I came home last night to a red card: my eBay acquisition of two Luck of the Legion collections undelivered because a signature was required. So from Manchester, I tool a 197 back, to get to the Collections Office in Heaton Mersey. Yes, it was a long way round, and a long ride, the 197 being one of those buses that go all round the houses and take forever to do so: it certainly stopped forever on Stockport Road, on the Longsight/Levenshulme border. But it meant not back-tracking and doubling over my tracks. And, amazingly, there was no queue: I mean, no queue. One lady, being served. No being stuck outside the office, inching forward in the rain.

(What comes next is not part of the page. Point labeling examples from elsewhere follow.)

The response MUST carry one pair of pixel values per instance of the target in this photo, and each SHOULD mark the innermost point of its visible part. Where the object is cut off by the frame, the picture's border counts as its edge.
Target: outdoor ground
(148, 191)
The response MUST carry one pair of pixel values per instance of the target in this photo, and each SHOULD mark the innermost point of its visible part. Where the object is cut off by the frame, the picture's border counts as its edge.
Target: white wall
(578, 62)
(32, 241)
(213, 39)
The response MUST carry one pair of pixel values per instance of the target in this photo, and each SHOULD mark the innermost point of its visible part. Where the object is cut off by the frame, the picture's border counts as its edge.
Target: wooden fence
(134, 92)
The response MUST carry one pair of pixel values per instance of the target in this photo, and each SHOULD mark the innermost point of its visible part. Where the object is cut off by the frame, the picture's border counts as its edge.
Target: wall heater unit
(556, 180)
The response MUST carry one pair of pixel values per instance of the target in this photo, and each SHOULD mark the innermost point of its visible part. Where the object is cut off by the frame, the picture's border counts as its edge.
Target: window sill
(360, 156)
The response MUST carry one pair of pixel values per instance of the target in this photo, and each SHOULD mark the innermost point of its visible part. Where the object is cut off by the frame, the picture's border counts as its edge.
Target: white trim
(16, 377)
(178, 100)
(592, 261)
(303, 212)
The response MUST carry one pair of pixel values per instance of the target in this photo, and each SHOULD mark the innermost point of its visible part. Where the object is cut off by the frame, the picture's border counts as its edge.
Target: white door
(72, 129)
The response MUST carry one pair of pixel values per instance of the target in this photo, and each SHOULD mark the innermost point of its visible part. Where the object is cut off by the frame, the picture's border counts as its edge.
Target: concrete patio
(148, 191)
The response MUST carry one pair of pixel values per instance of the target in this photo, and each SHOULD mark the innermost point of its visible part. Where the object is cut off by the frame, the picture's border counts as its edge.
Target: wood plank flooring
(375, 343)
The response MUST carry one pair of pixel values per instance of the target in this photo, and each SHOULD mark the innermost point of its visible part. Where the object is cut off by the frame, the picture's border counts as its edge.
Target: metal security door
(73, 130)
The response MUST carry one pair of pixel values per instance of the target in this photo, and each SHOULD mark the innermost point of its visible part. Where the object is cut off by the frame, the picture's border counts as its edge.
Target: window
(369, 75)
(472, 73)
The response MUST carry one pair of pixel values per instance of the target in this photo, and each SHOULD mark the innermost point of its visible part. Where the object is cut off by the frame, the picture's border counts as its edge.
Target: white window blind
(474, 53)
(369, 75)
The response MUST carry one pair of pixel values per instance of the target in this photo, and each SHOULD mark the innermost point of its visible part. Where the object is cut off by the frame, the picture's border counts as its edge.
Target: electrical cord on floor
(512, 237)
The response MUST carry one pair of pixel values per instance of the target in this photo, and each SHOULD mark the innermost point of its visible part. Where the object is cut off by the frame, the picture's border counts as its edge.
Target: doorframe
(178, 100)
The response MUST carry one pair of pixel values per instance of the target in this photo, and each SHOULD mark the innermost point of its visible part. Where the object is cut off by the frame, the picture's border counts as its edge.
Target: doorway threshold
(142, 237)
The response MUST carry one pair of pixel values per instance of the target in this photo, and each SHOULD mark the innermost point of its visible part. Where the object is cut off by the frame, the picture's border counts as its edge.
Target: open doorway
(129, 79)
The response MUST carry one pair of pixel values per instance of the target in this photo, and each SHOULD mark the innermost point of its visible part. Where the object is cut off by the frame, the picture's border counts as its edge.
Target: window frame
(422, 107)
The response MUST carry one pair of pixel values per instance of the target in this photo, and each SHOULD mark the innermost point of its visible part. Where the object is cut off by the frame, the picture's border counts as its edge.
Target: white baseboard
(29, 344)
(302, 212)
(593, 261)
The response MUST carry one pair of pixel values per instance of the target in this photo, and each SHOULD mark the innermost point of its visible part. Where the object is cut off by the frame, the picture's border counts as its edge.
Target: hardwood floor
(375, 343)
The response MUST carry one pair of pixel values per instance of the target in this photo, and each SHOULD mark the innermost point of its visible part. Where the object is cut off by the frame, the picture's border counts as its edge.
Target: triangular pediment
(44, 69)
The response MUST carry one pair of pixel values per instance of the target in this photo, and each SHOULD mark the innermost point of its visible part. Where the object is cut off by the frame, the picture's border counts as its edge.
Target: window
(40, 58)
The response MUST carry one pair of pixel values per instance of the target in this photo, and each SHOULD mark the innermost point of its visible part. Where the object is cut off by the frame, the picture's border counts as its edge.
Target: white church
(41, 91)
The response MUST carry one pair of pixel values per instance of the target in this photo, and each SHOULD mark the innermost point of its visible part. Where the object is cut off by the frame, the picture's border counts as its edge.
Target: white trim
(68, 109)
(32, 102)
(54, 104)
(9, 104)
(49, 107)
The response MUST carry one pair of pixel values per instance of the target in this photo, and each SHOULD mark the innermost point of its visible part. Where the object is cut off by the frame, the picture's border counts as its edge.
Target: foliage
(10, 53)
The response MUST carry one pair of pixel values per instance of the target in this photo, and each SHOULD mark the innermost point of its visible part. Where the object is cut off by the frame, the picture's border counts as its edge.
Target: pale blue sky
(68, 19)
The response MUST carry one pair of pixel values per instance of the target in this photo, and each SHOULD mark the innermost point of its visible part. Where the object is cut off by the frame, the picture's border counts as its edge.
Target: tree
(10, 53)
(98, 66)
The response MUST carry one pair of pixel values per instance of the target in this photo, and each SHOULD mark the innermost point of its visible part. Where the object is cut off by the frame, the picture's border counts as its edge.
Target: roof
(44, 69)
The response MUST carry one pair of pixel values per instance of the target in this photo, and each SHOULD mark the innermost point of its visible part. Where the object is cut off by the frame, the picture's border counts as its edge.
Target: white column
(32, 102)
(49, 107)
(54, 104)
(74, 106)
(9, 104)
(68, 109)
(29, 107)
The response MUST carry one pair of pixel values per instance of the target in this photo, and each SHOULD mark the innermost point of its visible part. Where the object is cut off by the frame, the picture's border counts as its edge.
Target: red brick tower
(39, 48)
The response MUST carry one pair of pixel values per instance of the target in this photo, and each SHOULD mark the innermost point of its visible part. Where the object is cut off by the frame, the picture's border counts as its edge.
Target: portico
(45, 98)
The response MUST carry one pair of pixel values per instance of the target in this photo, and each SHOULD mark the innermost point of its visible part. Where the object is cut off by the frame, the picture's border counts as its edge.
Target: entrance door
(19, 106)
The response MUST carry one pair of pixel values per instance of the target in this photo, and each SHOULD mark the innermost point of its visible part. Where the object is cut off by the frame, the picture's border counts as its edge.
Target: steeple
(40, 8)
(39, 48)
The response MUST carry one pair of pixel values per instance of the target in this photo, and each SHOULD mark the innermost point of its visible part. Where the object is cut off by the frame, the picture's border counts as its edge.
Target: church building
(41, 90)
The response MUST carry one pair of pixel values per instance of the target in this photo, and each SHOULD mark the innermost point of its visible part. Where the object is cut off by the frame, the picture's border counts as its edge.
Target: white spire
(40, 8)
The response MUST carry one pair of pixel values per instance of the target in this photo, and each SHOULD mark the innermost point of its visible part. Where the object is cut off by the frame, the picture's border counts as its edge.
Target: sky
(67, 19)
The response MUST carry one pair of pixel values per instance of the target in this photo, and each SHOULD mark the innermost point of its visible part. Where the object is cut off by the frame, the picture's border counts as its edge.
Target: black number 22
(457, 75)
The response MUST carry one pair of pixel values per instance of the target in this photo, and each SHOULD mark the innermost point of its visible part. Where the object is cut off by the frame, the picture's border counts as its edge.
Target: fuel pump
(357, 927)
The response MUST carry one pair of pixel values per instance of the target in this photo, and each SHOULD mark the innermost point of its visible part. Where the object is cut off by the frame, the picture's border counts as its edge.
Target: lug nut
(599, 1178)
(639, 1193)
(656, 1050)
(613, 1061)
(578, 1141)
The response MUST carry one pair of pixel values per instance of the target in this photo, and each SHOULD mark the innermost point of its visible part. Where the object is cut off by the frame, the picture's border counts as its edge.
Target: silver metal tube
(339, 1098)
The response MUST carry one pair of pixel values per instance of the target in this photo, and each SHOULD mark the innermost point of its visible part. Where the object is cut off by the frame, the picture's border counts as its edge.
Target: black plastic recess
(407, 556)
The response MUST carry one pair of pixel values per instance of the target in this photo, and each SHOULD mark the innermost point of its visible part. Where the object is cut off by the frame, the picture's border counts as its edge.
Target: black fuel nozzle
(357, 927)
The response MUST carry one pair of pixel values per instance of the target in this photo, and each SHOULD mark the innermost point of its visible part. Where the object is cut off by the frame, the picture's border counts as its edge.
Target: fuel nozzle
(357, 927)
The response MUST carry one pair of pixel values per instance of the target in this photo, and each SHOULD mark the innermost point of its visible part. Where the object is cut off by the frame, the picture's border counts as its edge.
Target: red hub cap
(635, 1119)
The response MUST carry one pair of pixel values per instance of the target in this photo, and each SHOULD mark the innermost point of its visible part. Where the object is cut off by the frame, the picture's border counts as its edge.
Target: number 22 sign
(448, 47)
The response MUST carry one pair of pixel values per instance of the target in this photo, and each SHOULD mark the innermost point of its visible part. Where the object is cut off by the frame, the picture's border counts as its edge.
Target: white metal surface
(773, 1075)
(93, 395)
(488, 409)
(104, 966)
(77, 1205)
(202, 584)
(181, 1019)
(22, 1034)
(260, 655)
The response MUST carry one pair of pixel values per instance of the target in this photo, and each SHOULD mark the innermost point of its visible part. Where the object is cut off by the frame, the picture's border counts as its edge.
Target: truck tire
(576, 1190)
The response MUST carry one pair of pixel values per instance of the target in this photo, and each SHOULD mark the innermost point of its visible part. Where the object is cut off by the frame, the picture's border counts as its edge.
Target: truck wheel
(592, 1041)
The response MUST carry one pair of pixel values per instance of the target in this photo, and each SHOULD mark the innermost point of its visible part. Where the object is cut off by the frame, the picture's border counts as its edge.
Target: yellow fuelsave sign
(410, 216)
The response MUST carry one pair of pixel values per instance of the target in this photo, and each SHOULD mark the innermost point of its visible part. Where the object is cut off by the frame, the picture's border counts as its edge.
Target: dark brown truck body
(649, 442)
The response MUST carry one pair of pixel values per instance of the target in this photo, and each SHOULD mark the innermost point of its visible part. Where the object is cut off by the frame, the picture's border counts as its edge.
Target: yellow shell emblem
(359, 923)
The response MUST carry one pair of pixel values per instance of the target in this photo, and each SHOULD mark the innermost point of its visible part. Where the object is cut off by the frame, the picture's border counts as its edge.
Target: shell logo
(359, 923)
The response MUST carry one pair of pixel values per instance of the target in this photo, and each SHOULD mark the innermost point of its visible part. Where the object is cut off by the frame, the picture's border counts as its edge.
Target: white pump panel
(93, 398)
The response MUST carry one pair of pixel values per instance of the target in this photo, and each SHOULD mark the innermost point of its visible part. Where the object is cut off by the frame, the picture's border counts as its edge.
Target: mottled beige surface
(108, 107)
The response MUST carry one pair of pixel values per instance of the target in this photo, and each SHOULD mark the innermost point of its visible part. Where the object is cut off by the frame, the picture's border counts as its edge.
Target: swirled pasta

That completed all my planned tasks, but it was early enough and light enough so back to the 203 I went, not to return home but to travel onwards further, to the Fir Tree and the Pharmacy and my latest prescription and then backtracking for home. From leaving the house at about 10.55 to returning at 5.20, I’d spent a bloody big proportion of that time doing nothing, in the waiting room or on the bus.
But it was so much more relaxing than yesterday, because it involved the feeling of doing something. It didn’t matter that none of these achievements were significant to anyone but myself, nor that they involved wasting vastly more periods of time tan the actual achievements, they were things that were done, that had outcomes I can see, and they were done under no pressure.
And day is done. Time for a vegetarian pizza to go into the oven, and the unwinding to go on. Yesterday and today. As different as yesterday and today. I have reading to do, and more writing. And another coffee won’t go amiss.